Una fría noche de finales de año, un carro negro como el carbón, adornado con filigranas plateadas y tirado por caballos azabaches, cruzaba el páramo helado a toda velocidad. No tenía cochero que lo guiara, pero los animales galopaban con toda seguridad hacia una inquietante mole que se alzaba en aquel lugar remoto. En la fortaleza se dieron cuenta de la llegada y salieron a recibir a una mujer de porte elegante y cabello blanco como la nieve.

–¿Qué la trae a nuestro Infierno, señora? –preguntó la Alcaidesa de Redención.

–Vengo a traeros un demonio –respondió sacando a una muchacha encadenada del interior del carro–. Espero que tengáis una celda de máxima seguridad para ella.

–Todas nuestras celdas lo son –aseguró altiva la jefa del Infierno–. Su cara no me suena, ¿cuál es su crimen?

–No todos los monstruos salen en los periódicos –respondió la recién llegada sosteniendo con una sola mano a la chica de pelo revuelto que, envuelta en cadenas, parecía dormir–. Induce al suicidio, espero que sus hombres estén preparados para su presencia.

–Lo están, aquí nos hacemos cargo de los peores elementos de la sociedad.

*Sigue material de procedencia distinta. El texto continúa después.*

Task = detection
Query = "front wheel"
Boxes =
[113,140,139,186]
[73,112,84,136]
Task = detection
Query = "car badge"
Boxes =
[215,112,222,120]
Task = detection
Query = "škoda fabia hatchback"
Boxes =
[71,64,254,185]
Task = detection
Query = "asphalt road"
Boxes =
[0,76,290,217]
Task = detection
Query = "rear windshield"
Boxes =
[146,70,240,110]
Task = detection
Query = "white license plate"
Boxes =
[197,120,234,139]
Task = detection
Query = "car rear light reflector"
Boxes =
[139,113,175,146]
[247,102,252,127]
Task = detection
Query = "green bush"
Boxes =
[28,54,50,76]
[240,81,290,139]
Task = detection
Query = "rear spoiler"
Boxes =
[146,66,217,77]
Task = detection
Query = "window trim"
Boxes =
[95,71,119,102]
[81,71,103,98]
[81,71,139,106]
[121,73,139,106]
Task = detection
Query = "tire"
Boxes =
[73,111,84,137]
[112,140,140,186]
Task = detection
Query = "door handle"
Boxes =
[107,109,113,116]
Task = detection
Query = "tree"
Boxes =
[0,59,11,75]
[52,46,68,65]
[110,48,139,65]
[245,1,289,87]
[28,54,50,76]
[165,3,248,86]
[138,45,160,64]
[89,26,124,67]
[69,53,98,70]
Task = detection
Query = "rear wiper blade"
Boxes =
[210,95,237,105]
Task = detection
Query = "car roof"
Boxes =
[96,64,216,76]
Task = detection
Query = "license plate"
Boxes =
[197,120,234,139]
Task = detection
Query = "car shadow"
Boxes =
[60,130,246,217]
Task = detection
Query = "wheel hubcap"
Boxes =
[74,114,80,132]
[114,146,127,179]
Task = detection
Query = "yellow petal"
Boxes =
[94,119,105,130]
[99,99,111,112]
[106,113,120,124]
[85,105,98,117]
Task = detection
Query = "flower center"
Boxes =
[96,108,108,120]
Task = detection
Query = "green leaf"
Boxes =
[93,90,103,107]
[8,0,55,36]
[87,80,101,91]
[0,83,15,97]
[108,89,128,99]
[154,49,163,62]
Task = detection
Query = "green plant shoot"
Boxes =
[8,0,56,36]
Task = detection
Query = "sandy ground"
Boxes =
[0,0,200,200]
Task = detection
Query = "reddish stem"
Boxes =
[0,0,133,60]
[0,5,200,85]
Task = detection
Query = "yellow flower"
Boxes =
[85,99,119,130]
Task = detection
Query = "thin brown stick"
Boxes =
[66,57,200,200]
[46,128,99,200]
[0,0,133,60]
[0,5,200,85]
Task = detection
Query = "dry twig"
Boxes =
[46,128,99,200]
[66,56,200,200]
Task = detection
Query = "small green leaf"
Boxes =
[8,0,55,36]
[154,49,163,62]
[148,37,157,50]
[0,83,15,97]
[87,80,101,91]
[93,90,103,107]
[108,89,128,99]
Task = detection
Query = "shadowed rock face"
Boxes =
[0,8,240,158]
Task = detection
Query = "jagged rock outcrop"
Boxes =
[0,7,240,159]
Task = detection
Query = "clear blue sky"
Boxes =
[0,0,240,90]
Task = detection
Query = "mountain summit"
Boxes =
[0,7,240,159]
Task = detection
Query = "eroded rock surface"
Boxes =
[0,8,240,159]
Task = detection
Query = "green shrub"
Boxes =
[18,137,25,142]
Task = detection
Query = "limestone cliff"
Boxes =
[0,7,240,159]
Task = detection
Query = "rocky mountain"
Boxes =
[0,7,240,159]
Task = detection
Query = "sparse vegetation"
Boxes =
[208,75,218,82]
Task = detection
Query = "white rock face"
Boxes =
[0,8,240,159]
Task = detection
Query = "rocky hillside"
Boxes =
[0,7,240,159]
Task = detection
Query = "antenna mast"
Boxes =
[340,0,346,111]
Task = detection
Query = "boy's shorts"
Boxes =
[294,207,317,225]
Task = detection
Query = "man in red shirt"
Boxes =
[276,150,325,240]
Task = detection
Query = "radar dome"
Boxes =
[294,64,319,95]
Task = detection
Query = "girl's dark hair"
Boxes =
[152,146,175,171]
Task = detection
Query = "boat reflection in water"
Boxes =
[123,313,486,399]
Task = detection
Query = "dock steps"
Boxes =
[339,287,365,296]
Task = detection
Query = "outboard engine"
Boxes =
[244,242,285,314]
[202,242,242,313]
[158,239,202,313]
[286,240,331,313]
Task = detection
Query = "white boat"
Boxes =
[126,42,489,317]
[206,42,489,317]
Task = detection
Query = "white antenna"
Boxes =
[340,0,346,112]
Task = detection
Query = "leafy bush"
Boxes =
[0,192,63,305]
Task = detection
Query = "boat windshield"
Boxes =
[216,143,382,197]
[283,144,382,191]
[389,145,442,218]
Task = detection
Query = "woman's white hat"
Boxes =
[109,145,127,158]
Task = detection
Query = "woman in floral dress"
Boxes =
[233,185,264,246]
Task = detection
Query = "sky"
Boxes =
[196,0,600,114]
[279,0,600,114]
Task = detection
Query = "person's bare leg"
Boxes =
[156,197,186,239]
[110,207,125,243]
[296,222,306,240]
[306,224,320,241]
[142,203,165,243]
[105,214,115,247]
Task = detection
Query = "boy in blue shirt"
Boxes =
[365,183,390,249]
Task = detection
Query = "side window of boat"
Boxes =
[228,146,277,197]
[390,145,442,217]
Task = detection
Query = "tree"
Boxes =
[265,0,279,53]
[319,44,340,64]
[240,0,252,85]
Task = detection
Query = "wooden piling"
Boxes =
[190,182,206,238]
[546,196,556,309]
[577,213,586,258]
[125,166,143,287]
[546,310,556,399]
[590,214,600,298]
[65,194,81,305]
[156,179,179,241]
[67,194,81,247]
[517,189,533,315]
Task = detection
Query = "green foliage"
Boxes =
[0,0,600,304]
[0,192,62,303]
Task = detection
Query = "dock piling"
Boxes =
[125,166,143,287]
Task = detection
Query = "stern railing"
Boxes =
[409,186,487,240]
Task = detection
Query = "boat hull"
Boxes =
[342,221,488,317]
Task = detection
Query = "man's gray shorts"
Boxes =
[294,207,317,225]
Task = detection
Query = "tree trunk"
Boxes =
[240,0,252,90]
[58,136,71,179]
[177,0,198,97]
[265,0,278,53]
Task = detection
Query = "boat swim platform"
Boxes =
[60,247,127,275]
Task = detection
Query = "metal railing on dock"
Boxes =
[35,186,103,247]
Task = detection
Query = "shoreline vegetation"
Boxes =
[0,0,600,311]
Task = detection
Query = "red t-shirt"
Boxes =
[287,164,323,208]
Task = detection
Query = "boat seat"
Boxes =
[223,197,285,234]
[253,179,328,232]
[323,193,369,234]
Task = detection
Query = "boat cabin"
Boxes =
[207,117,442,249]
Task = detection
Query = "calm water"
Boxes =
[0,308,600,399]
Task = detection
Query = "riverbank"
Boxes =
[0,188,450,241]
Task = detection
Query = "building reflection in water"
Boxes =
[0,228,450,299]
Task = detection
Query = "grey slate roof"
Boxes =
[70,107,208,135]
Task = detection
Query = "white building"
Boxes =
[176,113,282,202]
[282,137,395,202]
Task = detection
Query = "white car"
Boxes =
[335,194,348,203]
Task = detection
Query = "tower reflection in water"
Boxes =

–Nunca uno como éste. ¿Se harán cargo a pesar de ello? –la mujer la miró fijamente con unos ojos azules desgastados por los años.

–Por supuesto –aceptó la Alcaidesa con orgullo–, ¿señora...?

–Silversmith –respondió dejando que dos redentoras del nivel F, Pimeys y Adamaris, le pusieran unos arneses a la cautiva para poder tirar de ella.

–Síganos, por favor, señora Silversmith –indicó la Alcaidesa, ordenando que la transportaran a la torre de los presos–. ¿De cuánto es su condena?

–Toda la eternidad estaría bien –respondió la mujer con frialdad.

–Estoy de acuerdo en que la mayoría de la escoria que custodiamos no debería volver a ver la luz del sol, pero se supone que nuestro trabajo consiste en hacerlos arrepentirse por sus crímenes y devolverlos rehabilitados a la sociedad.

–En ese caso, me conformaría con que la retuvieran siete años.

–¡Hervé, ¿lo estás apuntando todo?! –bramó de repente la Alcaidesa.

–Sí, señora –respondió un chico con una libreta en las manos.

–¿Y nos recomienda alguna precaución en especial? –continuó la ama de la prisión.

–Que, en la medida de lo posible, no la escuchen –respondió Silversmith.

–No hacemos caso a los presos.

–Me refería a que se taponaran los oídos, grita mucho.

–Aquí nos encanta hacerlos gritar –aseguró la Alcaidesa con sadismo.

–Sospecho que cambiarán de opinión cuando la conozcan.

–No nos subestime, señora Silversmith.

–Si lo hiciera, no habría acudido a ustedes.

Cruzaron el abismo que separaba el anillo exterior de la torre que se hundía en las profundidades de la tierra. Aquella noche la niebla se arremolinaba en el fondo, dándole aspecto de río espectral que separaba al mundo de la torre de los condenados. Entraron en ella y descendieron hasta el nivel F, el más hondo de todos, donde todos los nuevos comenzaban su suplicio.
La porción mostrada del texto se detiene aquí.